I am tired of my long hair. My mind was buzzing with ideas on the type of haircut to have. All of a sudden, I am excited to do something with my hair. Before this event happened, I had to smoke again. Stressful day.
I finally got the courage to walk again and found--a barber shop. Whoa. Hold on. I cannot possibly get a haircut there. No way.
I walked back and forth in the surrounding area and there's no salon to cut my rope-like hair. It seemed to be a huge burden at the time because it's getting too hot. I cannot breathe with my long hair! It needs to be shortened-badly. I asked one sales person from Watson's--of all places--if she knows any salon in the area. She can't help but smile and said no. I looked like an idiot and was given a no. Ding, ding, ding! Time's up. Enough of the crazy ideas.
With sagging shoulders, I went home and settled on the couch. I didn't know Roomie was still there. I was staring at nothing with the fan blowing at my face because I am overheating from too much walking; I'm definitely not a jogger anymore. I immediately grabbed my cell to avoid further interrogations of the inner turmoil in my fat head.
He had this bed-rumpled hair and unfocused eyes that spelled "I just woke up". I muttered something like "I didn't know you're there."
To make the long story short, I ended up giving him a summary of the interview and then shared a bit about the cold manager.
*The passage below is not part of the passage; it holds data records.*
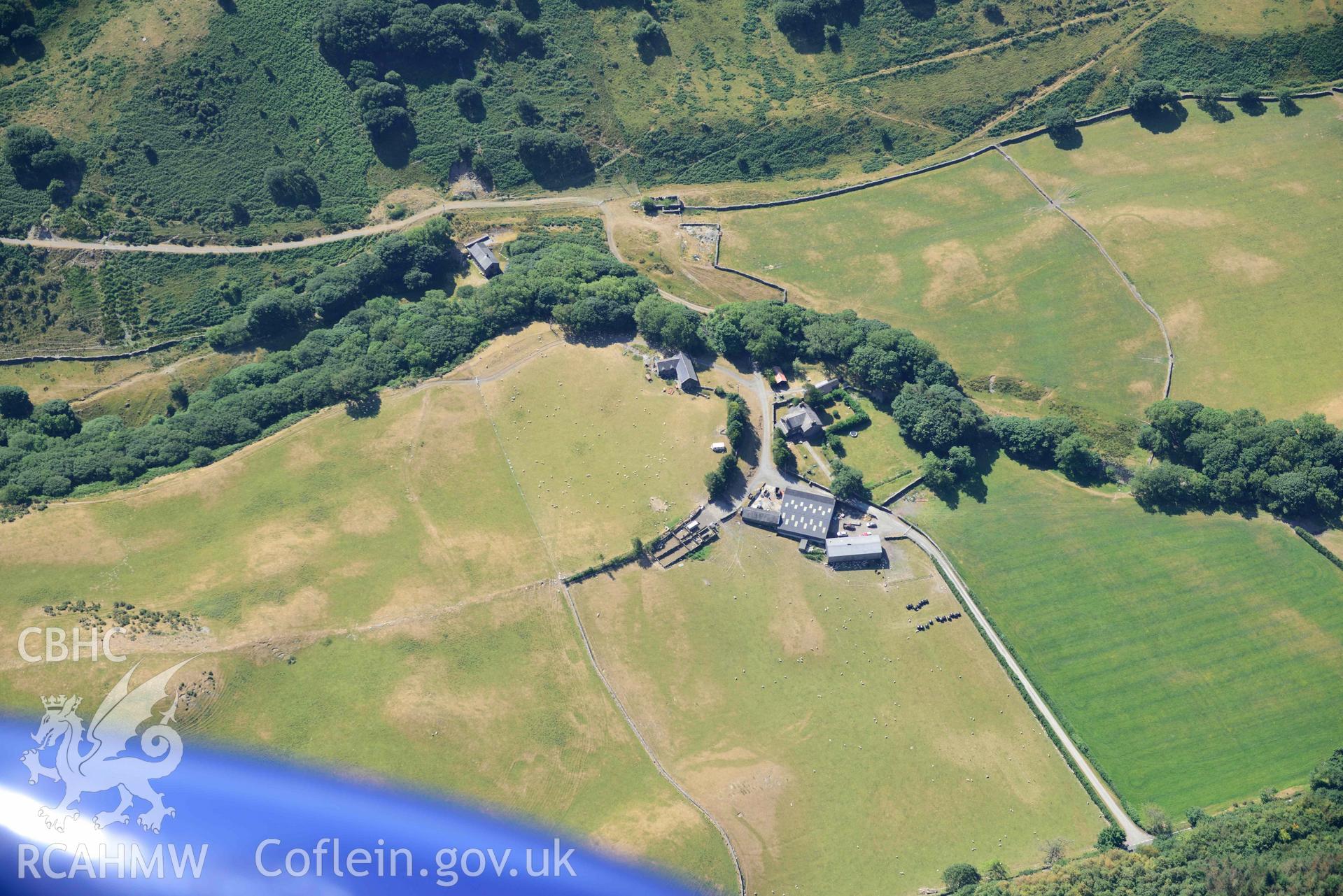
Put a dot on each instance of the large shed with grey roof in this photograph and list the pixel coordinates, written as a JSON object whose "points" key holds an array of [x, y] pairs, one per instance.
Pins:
{"points": [[799, 423], [805, 514], [855, 549]]}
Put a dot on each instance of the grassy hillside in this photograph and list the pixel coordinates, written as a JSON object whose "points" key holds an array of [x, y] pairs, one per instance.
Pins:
{"points": [[1229, 231], [178, 111], [971, 259], [394, 558], [841, 750], [1197, 656], [599, 454], [59, 301]]}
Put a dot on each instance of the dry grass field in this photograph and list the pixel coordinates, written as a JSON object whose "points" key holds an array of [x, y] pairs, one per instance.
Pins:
{"points": [[841, 750], [1230, 231], [971, 259]]}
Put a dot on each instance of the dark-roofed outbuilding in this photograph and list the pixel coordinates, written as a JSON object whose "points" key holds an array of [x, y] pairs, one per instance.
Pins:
{"points": [[799, 423], [482, 257], [679, 368], [805, 514], [855, 549]]}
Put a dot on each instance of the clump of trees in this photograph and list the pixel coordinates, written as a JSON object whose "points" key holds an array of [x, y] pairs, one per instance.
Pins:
{"points": [[1050, 443], [647, 31], [554, 157], [668, 324], [938, 418], [803, 22], [384, 31], [720, 478], [1240, 460], [846, 483], [1062, 127], [1277, 847]]}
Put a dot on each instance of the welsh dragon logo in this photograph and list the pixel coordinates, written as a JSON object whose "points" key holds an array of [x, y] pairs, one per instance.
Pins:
{"points": [[92, 761]]}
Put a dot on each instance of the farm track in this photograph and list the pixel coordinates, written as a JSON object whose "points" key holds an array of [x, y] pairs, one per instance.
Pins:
{"points": [[261, 248], [982, 48], [1119, 271]]}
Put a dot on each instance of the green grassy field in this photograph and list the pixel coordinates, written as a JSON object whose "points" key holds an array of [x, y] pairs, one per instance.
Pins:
{"points": [[1198, 657], [181, 108], [600, 454], [881, 454], [843, 751], [1229, 231], [973, 260], [141, 397]]}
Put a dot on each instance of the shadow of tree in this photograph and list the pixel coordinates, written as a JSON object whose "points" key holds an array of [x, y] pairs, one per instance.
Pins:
{"points": [[365, 407], [653, 48], [1163, 120]]}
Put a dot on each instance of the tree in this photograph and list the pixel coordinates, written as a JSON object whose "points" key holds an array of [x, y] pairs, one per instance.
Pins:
{"points": [[1148, 97], [1170, 486], [1053, 849], [1060, 122], [34, 153], [467, 97], [846, 482], [15, 403], [936, 474], [1111, 837], [554, 156], [1157, 821], [959, 875], [1076, 459], [1328, 776], [938, 418], [57, 419], [292, 185]]}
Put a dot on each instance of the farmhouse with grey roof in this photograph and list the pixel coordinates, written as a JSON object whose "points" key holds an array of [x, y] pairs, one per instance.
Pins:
{"points": [[855, 549], [482, 257], [679, 368], [805, 514], [799, 423]]}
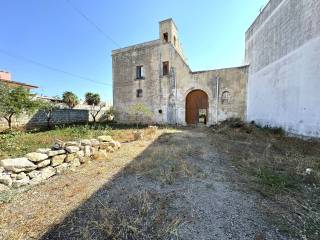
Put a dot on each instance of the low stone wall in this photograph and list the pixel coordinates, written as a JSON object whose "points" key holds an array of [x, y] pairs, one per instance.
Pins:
{"points": [[38, 119], [44, 163]]}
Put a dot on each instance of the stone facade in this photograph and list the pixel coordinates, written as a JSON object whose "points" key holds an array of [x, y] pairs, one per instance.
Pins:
{"points": [[283, 50], [163, 92]]}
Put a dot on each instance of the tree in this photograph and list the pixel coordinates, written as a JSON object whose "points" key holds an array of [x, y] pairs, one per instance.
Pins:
{"points": [[70, 99], [15, 101], [48, 107], [140, 112], [93, 99]]}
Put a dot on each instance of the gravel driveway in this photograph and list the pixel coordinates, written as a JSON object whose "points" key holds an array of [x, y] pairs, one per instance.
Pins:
{"points": [[175, 186]]}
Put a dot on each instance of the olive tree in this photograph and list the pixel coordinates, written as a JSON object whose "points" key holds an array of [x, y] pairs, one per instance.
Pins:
{"points": [[70, 99], [15, 101], [93, 99], [139, 112], [48, 107]]}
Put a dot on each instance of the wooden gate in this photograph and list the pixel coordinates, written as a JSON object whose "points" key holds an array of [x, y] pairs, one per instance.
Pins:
{"points": [[197, 107]]}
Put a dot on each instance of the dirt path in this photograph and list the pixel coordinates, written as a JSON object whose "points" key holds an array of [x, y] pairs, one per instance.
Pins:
{"points": [[175, 187]]}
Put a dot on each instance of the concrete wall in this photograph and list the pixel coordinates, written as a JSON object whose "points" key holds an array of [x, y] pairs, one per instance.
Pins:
{"points": [[283, 49], [61, 116], [168, 93]]}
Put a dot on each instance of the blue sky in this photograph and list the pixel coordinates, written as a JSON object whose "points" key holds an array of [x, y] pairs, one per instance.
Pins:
{"points": [[51, 32]]}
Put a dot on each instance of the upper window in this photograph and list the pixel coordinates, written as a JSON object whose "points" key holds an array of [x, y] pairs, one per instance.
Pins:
{"points": [[139, 72], [225, 97], [165, 68], [165, 37], [139, 93]]}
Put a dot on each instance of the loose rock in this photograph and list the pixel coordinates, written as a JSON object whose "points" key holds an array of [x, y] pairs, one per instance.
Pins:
{"points": [[105, 139], [72, 143], [21, 176], [3, 188], [20, 183], [62, 168], [36, 157], [85, 142], [56, 152], [87, 151], [70, 157], [43, 150], [44, 163], [18, 165], [72, 149], [94, 142], [58, 144], [6, 180], [57, 160]]}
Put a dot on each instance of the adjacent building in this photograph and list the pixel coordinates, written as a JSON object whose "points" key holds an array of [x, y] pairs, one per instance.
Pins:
{"points": [[283, 50], [278, 85], [157, 75], [5, 78]]}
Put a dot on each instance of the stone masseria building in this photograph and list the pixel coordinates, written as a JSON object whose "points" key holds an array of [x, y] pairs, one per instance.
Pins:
{"points": [[157, 75], [278, 86]]}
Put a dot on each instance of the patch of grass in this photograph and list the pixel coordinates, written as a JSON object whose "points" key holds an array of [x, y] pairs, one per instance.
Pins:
{"points": [[165, 161], [144, 216], [274, 182], [18, 143], [274, 165]]}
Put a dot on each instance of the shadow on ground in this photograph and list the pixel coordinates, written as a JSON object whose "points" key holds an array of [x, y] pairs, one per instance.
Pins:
{"points": [[138, 202], [177, 188]]}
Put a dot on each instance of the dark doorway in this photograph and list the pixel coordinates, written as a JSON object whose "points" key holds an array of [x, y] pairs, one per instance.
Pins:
{"points": [[197, 107]]}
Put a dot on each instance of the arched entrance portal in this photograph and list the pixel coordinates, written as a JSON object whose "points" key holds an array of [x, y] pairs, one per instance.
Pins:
{"points": [[197, 105]]}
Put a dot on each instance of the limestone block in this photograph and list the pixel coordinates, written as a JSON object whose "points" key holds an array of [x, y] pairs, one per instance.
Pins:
{"points": [[36, 157], [43, 163], [57, 160], [72, 149], [17, 165], [56, 152]]}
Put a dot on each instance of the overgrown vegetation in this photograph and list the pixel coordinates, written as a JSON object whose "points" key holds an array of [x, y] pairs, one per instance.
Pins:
{"points": [[281, 168], [18, 143], [165, 161], [14, 102], [147, 217], [70, 99]]}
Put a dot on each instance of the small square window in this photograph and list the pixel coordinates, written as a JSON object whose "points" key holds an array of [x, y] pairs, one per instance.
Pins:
{"points": [[139, 72], [139, 93], [165, 38], [165, 68]]}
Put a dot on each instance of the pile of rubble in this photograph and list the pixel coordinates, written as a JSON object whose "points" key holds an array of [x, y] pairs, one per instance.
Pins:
{"points": [[44, 163]]}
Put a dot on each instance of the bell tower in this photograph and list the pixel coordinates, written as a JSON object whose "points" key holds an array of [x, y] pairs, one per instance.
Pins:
{"points": [[169, 34]]}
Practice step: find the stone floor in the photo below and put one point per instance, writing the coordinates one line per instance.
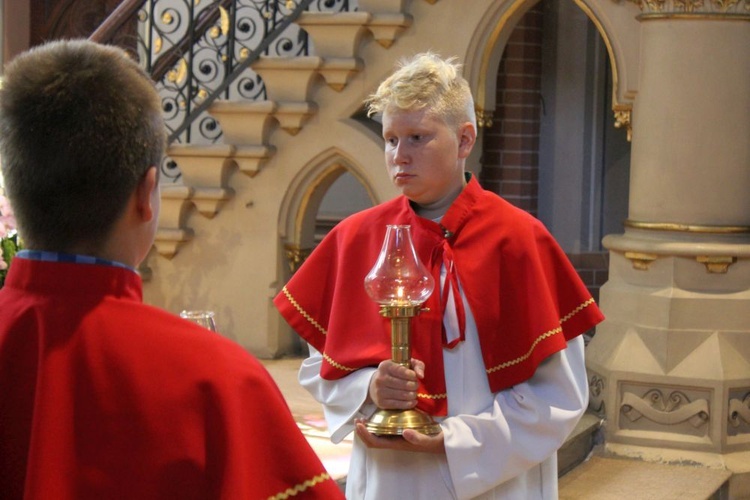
(597, 478)
(309, 416)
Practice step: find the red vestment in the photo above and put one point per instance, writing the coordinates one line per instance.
(525, 296)
(102, 396)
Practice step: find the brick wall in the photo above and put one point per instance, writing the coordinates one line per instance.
(510, 162)
(593, 268)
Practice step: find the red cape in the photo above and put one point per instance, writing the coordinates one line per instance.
(102, 396)
(526, 297)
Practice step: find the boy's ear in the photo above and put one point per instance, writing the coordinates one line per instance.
(467, 136)
(144, 192)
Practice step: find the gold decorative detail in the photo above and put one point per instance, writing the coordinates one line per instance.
(177, 75)
(432, 396)
(526, 356)
(302, 312)
(484, 118)
(542, 337)
(739, 410)
(725, 5)
(716, 264)
(296, 490)
(337, 365)
(622, 118)
(675, 409)
(693, 9)
(577, 310)
(296, 256)
(224, 15)
(640, 260)
(687, 228)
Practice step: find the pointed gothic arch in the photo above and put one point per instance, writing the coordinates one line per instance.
(614, 26)
(299, 208)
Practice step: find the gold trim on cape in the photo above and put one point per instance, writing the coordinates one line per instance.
(295, 490)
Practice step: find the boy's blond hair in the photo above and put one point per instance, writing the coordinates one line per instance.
(426, 81)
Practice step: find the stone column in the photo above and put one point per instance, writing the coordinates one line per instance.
(670, 366)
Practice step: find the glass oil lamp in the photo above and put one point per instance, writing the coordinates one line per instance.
(400, 283)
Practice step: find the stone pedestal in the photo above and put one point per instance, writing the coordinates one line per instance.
(670, 366)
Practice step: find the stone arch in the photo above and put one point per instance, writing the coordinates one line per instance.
(615, 23)
(305, 194)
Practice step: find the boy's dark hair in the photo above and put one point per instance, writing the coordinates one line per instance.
(80, 124)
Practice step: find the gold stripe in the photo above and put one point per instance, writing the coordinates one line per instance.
(432, 396)
(293, 492)
(337, 365)
(687, 228)
(304, 314)
(539, 339)
(528, 354)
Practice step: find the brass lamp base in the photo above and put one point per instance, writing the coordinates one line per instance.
(394, 422)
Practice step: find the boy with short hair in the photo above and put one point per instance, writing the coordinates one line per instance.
(497, 353)
(102, 396)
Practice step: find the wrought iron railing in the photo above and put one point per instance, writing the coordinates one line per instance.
(198, 51)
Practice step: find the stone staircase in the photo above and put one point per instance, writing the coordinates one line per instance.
(249, 127)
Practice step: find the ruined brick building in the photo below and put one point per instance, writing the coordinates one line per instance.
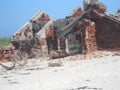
(81, 31)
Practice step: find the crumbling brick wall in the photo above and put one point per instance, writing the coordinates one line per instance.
(88, 30)
(108, 33)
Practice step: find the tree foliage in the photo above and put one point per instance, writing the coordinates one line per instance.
(5, 41)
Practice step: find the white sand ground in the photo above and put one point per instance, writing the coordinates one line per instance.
(91, 74)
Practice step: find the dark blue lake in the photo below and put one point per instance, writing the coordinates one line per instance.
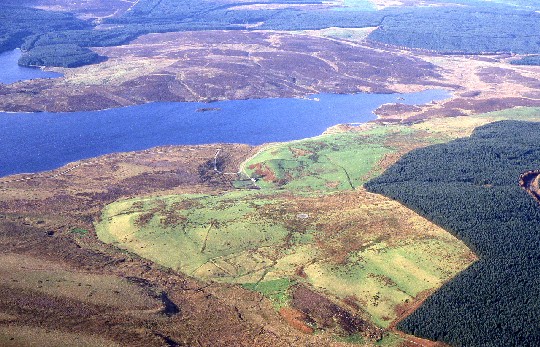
(10, 72)
(31, 142)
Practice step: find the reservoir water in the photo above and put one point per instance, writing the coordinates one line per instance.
(10, 72)
(31, 142)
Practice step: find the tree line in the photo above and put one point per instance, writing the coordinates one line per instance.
(470, 188)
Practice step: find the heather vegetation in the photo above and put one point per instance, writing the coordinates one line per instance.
(470, 187)
(482, 27)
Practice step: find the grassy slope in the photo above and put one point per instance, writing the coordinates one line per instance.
(307, 224)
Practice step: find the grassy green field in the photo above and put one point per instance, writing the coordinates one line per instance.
(310, 222)
(326, 163)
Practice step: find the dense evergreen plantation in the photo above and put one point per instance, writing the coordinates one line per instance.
(469, 27)
(470, 187)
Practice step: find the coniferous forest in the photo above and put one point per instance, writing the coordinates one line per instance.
(470, 187)
(471, 27)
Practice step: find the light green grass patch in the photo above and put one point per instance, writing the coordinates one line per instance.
(322, 164)
(276, 290)
(382, 277)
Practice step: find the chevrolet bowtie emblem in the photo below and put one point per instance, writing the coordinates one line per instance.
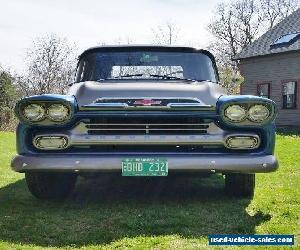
(146, 102)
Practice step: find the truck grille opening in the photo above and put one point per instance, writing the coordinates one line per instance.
(149, 126)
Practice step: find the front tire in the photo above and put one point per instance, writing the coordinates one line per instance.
(50, 186)
(241, 185)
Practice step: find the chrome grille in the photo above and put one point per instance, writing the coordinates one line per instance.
(151, 127)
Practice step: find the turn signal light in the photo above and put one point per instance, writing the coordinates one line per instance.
(242, 142)
(50, 142)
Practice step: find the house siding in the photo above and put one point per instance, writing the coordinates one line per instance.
(274, 69)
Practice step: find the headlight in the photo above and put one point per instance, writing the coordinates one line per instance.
(235, 113)
(58, 112)
(258, 113)
(34, 112)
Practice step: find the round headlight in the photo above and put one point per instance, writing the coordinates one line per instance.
(258, 113)
(235, 113)
(58, 112)
(34, 112)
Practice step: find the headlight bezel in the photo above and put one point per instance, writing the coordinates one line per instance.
(41, 106)
(247, 102)
(58, 120)
(46, 119)
(241, 108)
(250, 116)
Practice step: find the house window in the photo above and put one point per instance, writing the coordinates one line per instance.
(289, 91)
(263, 90)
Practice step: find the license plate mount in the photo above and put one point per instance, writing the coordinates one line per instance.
(144, 167)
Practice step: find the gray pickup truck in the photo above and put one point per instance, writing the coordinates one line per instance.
(144, 111)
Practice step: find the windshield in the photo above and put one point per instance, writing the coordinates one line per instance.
(101, 66)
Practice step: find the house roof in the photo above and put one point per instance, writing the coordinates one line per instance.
(263, 45)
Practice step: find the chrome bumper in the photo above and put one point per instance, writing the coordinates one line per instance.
(112, 163)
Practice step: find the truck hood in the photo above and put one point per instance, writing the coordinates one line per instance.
(88, 92)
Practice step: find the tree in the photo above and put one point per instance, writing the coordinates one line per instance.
(8, 96)
(50, 66)
(237, 24)
(166, 34)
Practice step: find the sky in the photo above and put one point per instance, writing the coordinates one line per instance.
(89, 23)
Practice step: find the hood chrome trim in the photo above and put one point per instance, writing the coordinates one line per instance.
(194, 104)
(124, 106)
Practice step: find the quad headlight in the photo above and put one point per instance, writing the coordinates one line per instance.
(258, 113)
(235, 113)
(58, 112)
(34, 112)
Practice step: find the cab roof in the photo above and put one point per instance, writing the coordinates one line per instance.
(156, 48)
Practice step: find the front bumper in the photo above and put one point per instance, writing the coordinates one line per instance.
(112, 163)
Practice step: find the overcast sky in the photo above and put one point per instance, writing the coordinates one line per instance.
(91, 22)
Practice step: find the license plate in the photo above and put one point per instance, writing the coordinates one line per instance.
(144, 167)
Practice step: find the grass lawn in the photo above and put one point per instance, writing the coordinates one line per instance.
(108, 213)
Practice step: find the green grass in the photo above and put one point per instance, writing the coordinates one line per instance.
(158, 213)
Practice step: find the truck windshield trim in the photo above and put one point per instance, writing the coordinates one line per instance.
(146, 65)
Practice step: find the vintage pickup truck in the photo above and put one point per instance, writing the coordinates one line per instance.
(144, 111)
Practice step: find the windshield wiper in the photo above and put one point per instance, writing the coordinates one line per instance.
(168, 77)
(128, 75)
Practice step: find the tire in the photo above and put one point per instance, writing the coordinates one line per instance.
(241, 185)
(50, 186)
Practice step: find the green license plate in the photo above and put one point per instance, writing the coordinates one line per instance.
(144, 167)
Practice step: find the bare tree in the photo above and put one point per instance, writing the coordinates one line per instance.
(272, 11)
(237, 24)
(50, 66)
(166, 34)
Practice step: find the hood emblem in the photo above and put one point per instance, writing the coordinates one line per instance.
(146, 102)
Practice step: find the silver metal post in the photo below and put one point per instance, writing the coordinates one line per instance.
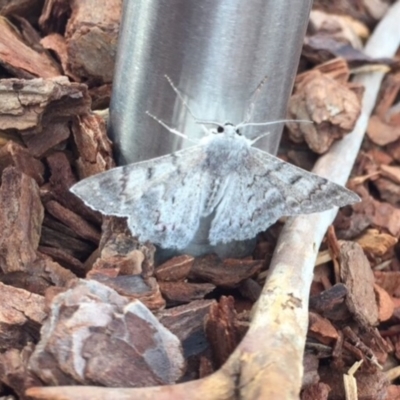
(216, 52)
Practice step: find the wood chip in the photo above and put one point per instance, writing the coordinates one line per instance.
(226, 273)
(332, 106)
(356, 274)
(96, 337)
(20, 59)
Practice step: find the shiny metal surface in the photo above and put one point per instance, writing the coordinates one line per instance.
(216, 52)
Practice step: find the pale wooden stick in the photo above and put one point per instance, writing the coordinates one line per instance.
(268, 362)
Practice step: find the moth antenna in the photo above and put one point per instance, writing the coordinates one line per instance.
(279, 121)
(253, 100)
(168, 128)
(185, 104)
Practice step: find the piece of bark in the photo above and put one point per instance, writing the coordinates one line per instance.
(94, 147)
(369, 386)
(91, 36)
(332, 106)
(226, 273)
(381, 133)
(67, 261)
(82, 228)
(95, 336)
(321, 329)
(53, 135)
(183, 321)
(389, 281)
(223, 330)
(393, 392)
(133, 287)
(318, 391)
(126, 255)
(25, 8)
(389, 191)
(174, 270)
(57, 44)
(61, 179)
(14, 370)
(310, 365)
(375, 243)
(14, 154)
(101, 96)
(320, 48)
(184, 292)
(356, 274)
(250, 289)
(328, 299)
(21, 216)
(21, 60)
(58, 239)
(21, 315)
(371, 212)
(385, 303)
(28, 105)
(42, 273)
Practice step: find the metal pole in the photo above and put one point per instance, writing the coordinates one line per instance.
(216, 52)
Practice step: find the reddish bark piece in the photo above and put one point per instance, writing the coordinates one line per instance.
(369, 385)
(74, 221)
(20, 59)
(28, 105)
(174, 270)
(393, 392)
(310, 365)
(101, 96)
(14, 370)
(134, 287)
(125, 254)
(94, 147)
(65, 260)
(356, 274)
(318, 391)
(223, 330)
(321, 329)
(375, 243)
(373, 212)
(57, 43)
(21, 216)
(385, 304)
(54, 134)
(61, 179)
(391, 172)
(17, 156)
(95, 336)
(328, 299)
(91, 36)
(226, 273)
(389, 281)
(58, 236)
(185, 320)
(331, 105)
(184, 292)
(381, 133)
(21, 314)
(338, 27)
(389, 191)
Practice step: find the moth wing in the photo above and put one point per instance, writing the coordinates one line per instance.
(162, 198)
(266, 189)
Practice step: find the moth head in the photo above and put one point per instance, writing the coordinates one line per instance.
(228, 129)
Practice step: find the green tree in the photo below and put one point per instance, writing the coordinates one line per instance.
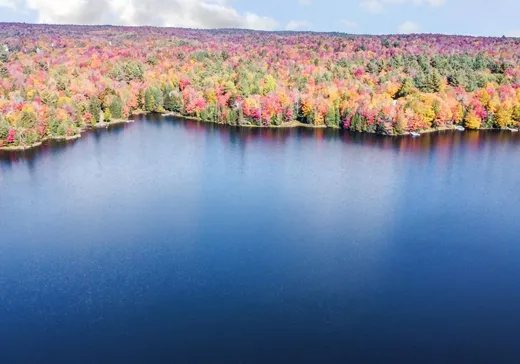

He replied with, "She's like that all the time, right?" I just agreed to end the conversation.
The huge silence was deafening. It would've been better if I talked to myself. I would have gotten more answers than I was expecting from him. He is about to go to work and I understand that as an excuse.
If he really didn't have time, he should have continued his daily routine and ignored me completely. It would have been better that way instead of leaving me with an impression of being judged which was the last thing on my list of most hated emotions after all the emotional roller coaster I've been through.
I should have listened to my instinct and did not tell him about my awesome day.
My sister, the best listener of all, gave me lectures about doing this and that. Roomie and my sister must have been siblings in their past life because the only difference they have when it comes to being judgmental is that my sister puts them into words and he keeps his mouth shut.
I don't like puzzles if it's not in apps or real-life games. Too much stress is giving me ulcers and I'm having a hard time sleeping. I want to curse and break plates but it wouldn't do anything. More than anything, my pride was hurt. Being fired was one thing but being judged by my own sister and roomie, it's too much to handle.
If they're robbers, I just want to surrender. I am tired of playing. Please rob me as fast as you can so we can get it over and done with.
Is it too much to listen to someone? Or maybe it's just me. I always relied on people when the going gets tough. I haven't been alone when a storm hits the center of TEQUILA. She's always been with a lemon who will listen to her rants and raves.
Maybe this is another lesson for me. I should learn to survive on my own because I've always depended on others for support. I should learn to cope up without broadcasting my never-ending complaints and traumatic events.
Sometimes a girl who got her knees bruised, needs to rest in between the surprise of getting wounded and the realization that it would leave a scar to put her life back together.